When I was 14 years old Aunt Hazel came to live with us. She was 96 years old then and had outlived 3 husbands. She never had any children of her own. Dad used to take her out for lunch every Thursday. When she landed in the nursing home because she had broken her hip, my parents felt the tug to have her come live with us. They made a room for her that was attached to theirs.
She died just before her 100th birthday.
I remember sitting on her bed quite often. In there, we’d visit like friends would. She loved telling me stories about her childhood and I loved listening to them too. I could almost envision the things she would talk about. Horses and buggies and her sister Violet. The time she set the barn on fire or when her first husband fell and became paralyzed just after returning home from their honeymoon trip.
You see her stories helped me to understand her. It connected the pieces for me and gave me a glimpse into what life was like for her. As the years went on, she began to repeat herself but I didn’t mind. She became part of our family and was a pivotal person in my life during some important years. When I was upset with anyone, she ALWAYS took my side, whether I was right or not.
I know that one day I will see her again and I can’t wait to visit with her so I can hear about all that she has witnessed already in heaven. Certainly she has spent time with my young brother Joshua like she promised us she would.

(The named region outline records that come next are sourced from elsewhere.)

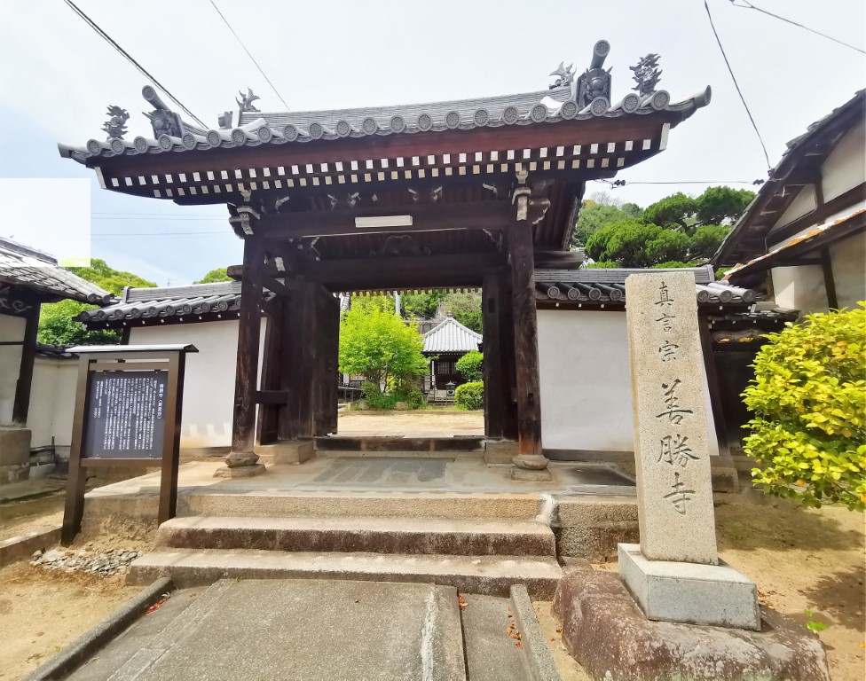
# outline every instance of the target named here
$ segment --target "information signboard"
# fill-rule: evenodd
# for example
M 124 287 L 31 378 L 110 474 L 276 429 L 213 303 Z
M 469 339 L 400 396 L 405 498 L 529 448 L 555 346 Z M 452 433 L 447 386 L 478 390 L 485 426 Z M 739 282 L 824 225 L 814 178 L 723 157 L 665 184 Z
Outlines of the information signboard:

Looking back now, I see where my itch to “hear stories” came from. Just a few years after Aunt Hazel died, I began to work in a nursing home for several years. Once again, listening to stories from ones who could remember to tell. I loved them all.
When God began to stir my heart to share my story, it was very much intertwined with wanting to hear other ones too.
I’m always amazed when someone says “I don’t have a story”. It’s just not true. We all do and by not sharing it, you may prevent someone else from receiving the gift of what hearing it could create.